Agentic Context Engineering Playbook
Evolve the agent's long-lived playbook through small, auditable delta updates (add/edit/remove items) — never full rewrites that collapse hard-won specifics.
Intent & Description
🎯 Intent
Let the agent accumulate tactics across runs without context collapse erasing what it learned.
📋 Context
Your agent has a long-lived system prompt or memory file that accumulates tactics, heuristics, and worked examples across weeks of runs. Every time you ask the agent to reflect and update it in place, another batch of specific tactics gets paraphrased into oblivion.
💡 Solution
Store the playbook as an ordered list of items with stable IDs. Each item has a short tactic, an optional worked example, and provenance. After each run: a Generator reads the trajectory and proposes new candidate items. A Reflector reviews proposed and existing items against outcomes, scoring what to keep, edit, or drop. A Curator applies the resulting delta set — strictly add/edit/remove operations against item IDs. Whole-playbook rewrites are forbidden.
Real-world Use Case
- The agent has a long-lived prompt or memory that accumulates tactics across many runs.
- Full-prompt rewrites have measurably degraded specificity (context collapse is real).
- Outcomes are observable per run and can score playbook items.
Source
📌 TL;DR
Playbook as a delta-updated item list. Generator proposes, Reflector scores, Curator applies. No rewrites allowed. Specific tactics survive; context collapse doesn’t.
Advantages
- Specific tactics survive across many runs instead of being paraphrased away.

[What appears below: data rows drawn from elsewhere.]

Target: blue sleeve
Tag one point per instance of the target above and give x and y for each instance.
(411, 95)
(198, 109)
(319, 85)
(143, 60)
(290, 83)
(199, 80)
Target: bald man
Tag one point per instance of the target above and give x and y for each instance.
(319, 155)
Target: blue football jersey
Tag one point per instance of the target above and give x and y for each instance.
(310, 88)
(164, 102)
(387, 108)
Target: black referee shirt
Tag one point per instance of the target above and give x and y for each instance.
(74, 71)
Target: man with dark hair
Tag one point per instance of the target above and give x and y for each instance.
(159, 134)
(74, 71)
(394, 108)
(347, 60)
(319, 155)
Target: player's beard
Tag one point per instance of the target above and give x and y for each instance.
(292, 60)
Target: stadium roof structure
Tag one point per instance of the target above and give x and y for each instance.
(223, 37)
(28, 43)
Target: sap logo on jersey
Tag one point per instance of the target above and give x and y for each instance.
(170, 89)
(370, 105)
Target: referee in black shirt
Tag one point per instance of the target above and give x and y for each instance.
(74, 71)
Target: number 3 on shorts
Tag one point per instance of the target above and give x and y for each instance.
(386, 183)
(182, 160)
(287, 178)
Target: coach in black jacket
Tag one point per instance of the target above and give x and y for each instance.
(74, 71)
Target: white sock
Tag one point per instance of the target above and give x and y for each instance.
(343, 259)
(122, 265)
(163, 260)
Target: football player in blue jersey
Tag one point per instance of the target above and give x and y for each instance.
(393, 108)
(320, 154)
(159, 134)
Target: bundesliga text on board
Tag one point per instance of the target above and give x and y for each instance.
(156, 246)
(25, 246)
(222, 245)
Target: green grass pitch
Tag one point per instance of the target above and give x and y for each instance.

- Item-level provenance makes the playbook auditable and rollback-able.
- Separating Generator, Reflector, and Curator prevents generation from pre-empting evaluation.
- Small deltas are cheap; full rewrites are expensive — cost per improvement drops.
Disadvantages
- Three-role loop is more machinery than a single reflection pass.
- Item IDs must be stable — adds storage and bookkeeping overhead.
- The Curator’s dedup logic can silently drop items it should have kept; needs its own audit.
- Playbook can still grow unbounded without a separate retention policy.